The grumblings from inside the department have been getting louder during the last year and the officers – one suspended and the other resigning in lieu of termination – apparently had allowed their frustrations to be expressed publicly via the Internet. While both actions should be taken seriously, it’s the 160 work-hour suspension of Scott Weiss – and the timing of it – that is most problematic. Why?
While it’s clear that Weiss got in trouble when he integrated his roles as an officer and guild president, he was disciplined for his action as a patrol officer while remaining the guild’s leader. One could argue that there’s a power play occurring by those in charge of the city and the department, and it’s directed at a union that’s litigious by nature. Or, as the city manager believes, it’s the city trying to have police force adhere to a higher standard.
What we know is this: the Washington State Patrol conducted two investigations regarding Weiss’ behavior. One, released on June 8, exonerated him from any criminal action; the second accused him of violating four standards of the city’s Canon of Ethics and standing orders regarding conduct, rules and courtesy of the general orders manual. Thus, the suspension.

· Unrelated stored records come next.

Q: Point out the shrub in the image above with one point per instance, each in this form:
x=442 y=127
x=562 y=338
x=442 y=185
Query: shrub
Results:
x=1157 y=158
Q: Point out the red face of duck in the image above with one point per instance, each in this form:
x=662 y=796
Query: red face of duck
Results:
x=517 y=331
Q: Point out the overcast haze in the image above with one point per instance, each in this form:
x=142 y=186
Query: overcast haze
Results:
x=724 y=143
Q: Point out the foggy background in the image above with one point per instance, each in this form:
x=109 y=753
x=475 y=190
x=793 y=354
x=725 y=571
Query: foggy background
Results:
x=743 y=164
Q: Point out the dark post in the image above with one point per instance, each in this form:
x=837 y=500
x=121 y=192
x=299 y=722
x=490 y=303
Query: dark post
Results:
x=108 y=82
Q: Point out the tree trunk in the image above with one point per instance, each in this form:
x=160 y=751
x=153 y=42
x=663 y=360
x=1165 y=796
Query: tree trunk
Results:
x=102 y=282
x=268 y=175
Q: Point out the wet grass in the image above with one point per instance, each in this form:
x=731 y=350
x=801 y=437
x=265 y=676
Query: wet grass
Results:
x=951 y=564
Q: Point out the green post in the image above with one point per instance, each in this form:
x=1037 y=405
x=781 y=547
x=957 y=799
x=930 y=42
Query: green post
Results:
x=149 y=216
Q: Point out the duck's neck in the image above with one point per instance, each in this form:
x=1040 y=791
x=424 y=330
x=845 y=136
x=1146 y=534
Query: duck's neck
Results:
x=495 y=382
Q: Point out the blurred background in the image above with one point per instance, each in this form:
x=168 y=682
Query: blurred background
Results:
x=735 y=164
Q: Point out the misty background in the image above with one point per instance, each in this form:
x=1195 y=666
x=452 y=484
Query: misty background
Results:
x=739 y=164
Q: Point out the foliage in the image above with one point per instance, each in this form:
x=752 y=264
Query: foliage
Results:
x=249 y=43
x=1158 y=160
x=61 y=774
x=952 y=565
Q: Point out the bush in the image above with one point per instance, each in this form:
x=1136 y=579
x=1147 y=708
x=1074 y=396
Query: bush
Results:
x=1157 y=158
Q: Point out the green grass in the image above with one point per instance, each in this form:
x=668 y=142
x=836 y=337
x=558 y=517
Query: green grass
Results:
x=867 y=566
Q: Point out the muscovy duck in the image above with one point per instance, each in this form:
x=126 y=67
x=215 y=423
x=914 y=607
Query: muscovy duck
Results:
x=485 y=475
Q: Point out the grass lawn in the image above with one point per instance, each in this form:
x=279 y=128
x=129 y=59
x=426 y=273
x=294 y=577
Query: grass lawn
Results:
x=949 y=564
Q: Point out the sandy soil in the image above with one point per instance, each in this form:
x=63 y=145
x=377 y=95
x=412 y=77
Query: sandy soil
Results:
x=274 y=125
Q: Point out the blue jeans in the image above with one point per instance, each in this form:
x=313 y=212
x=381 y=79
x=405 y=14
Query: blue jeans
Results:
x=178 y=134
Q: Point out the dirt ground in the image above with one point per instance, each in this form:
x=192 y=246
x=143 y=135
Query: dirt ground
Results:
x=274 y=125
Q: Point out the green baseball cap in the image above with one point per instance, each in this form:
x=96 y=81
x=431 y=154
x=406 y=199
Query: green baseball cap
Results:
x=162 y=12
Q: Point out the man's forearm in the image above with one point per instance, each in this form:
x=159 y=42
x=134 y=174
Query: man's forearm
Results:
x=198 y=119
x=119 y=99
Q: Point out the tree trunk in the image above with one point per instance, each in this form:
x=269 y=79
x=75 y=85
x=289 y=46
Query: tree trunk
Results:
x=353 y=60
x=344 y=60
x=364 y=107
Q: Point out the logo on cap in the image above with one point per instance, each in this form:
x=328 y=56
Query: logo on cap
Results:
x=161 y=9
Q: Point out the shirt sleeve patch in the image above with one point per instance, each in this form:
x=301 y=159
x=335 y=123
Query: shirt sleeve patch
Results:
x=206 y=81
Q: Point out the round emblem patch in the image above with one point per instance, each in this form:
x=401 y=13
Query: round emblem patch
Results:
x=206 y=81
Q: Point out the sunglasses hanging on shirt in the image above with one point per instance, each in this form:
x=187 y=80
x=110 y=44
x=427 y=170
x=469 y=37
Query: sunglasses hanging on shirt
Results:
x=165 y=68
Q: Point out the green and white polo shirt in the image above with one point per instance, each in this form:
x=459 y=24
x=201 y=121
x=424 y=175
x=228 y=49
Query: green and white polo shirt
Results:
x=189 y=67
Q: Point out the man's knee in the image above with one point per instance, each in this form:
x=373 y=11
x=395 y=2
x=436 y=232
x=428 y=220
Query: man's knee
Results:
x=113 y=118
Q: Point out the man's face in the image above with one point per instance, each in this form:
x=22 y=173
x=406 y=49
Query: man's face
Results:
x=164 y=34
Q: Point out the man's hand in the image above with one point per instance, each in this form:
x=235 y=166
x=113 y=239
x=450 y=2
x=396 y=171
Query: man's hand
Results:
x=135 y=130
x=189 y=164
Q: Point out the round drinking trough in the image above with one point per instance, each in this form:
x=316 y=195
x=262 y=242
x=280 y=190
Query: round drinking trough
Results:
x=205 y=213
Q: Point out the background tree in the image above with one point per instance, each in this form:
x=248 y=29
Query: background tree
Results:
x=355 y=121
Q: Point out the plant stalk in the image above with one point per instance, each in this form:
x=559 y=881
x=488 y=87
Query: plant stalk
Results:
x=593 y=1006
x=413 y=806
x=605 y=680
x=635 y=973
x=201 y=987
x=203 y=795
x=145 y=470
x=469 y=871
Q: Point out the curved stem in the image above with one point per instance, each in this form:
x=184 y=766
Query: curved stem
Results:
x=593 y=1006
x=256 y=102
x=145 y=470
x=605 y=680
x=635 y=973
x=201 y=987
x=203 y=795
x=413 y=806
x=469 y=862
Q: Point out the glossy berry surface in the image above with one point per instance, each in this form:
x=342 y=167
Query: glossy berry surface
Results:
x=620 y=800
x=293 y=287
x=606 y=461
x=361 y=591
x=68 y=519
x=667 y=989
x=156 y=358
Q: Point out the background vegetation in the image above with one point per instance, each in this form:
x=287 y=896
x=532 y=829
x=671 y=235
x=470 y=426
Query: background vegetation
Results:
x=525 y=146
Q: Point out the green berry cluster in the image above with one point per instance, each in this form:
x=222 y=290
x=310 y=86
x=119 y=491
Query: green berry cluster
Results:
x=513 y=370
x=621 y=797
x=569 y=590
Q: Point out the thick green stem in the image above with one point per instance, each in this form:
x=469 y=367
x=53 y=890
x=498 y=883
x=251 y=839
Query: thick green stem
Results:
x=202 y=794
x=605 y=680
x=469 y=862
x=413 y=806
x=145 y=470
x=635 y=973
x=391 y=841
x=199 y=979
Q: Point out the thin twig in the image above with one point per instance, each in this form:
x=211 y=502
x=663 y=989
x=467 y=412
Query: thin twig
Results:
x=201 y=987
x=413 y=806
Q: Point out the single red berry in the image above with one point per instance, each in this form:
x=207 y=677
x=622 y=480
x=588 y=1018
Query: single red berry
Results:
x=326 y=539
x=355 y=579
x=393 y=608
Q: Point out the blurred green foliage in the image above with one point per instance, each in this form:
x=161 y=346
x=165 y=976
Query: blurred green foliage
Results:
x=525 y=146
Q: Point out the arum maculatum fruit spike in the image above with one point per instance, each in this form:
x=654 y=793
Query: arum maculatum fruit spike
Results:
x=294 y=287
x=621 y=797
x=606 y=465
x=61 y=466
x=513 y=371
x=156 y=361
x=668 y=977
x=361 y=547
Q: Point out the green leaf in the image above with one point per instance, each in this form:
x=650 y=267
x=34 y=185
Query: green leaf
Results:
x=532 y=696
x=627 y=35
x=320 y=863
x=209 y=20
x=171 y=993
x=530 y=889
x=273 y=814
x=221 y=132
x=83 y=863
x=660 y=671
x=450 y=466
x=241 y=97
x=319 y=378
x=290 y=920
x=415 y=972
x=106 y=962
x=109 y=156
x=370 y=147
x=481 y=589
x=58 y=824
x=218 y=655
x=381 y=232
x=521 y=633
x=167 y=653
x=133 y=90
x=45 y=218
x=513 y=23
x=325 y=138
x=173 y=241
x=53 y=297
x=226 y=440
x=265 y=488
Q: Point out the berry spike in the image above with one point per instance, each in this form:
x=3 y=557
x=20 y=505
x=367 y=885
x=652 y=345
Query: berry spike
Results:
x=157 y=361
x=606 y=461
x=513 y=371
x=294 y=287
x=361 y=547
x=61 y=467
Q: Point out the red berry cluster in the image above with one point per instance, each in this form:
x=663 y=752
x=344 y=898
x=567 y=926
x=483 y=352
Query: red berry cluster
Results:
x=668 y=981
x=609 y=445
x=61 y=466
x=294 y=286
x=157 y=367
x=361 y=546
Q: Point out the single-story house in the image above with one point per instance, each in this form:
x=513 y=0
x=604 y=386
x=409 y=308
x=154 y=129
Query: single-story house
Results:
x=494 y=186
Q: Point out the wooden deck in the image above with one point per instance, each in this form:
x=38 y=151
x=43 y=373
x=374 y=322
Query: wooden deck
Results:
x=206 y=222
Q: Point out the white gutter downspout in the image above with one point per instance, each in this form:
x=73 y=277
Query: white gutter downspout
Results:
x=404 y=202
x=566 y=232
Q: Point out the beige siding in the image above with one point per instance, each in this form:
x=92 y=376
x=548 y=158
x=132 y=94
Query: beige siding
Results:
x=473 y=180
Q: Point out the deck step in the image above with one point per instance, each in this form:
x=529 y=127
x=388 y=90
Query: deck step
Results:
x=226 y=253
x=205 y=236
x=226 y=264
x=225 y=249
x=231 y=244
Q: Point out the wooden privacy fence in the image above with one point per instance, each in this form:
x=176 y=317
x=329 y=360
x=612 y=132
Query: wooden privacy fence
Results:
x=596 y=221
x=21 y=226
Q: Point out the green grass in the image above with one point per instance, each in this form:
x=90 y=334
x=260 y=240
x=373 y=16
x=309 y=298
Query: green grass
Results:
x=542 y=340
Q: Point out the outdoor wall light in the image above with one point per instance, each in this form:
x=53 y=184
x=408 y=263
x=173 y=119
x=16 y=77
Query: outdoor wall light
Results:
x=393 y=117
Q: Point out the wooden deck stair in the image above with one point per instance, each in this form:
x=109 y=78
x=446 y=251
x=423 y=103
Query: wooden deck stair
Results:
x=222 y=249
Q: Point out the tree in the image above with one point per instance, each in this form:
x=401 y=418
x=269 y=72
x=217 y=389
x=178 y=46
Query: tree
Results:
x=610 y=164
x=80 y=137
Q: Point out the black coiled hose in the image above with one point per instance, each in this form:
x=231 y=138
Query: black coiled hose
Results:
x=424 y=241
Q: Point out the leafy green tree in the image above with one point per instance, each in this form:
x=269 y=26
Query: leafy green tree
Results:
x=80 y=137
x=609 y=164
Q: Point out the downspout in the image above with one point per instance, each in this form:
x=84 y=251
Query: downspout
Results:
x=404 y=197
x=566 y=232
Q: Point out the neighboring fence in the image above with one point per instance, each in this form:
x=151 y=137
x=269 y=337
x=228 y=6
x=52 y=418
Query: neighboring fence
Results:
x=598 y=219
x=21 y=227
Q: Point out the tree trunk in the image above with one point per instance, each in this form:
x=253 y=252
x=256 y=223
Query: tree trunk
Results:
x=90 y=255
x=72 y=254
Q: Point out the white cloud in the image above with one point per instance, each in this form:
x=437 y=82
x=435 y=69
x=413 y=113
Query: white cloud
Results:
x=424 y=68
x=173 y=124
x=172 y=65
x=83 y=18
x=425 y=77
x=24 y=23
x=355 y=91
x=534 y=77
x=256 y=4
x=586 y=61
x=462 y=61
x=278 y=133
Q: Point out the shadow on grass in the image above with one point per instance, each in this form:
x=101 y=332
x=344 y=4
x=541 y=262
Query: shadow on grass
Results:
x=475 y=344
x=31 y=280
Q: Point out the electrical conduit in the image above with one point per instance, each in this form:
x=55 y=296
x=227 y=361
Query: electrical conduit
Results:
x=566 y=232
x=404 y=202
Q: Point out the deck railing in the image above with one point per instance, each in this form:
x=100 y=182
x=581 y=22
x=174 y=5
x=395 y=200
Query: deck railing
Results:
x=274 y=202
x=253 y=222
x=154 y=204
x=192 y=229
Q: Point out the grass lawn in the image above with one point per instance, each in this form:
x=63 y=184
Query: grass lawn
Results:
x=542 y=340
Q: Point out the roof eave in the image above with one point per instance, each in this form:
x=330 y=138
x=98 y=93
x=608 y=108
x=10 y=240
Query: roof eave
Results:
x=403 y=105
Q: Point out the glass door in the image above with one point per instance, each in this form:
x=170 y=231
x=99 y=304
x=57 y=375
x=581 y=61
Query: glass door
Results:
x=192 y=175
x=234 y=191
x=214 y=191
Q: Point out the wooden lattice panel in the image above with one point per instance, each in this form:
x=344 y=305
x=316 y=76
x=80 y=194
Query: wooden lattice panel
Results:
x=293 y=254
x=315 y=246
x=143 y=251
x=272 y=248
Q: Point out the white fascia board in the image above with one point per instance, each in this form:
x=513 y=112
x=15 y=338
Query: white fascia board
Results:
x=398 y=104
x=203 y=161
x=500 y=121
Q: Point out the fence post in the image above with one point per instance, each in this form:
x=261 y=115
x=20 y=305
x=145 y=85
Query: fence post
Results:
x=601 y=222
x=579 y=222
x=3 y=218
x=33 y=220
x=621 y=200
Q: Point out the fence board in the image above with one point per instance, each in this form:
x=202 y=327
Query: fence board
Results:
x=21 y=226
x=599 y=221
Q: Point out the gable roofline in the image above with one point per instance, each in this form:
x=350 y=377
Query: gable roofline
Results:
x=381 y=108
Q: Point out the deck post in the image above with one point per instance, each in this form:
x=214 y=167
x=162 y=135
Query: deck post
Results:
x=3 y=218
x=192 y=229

Meanwhile, the city administration has made moves toward reorganizing the supposedly independent Civil Service Commission (CSC), actions that Weiss has publicly criticized in a letter to the city manager. The commission itself is in limbo after its three commissioners resigned last month.
Weiss has filed a grievance, a process which will be conducted by the city (including the CSC), then finally by an arbitrator if still unresolved. Yes, lines have been drawn.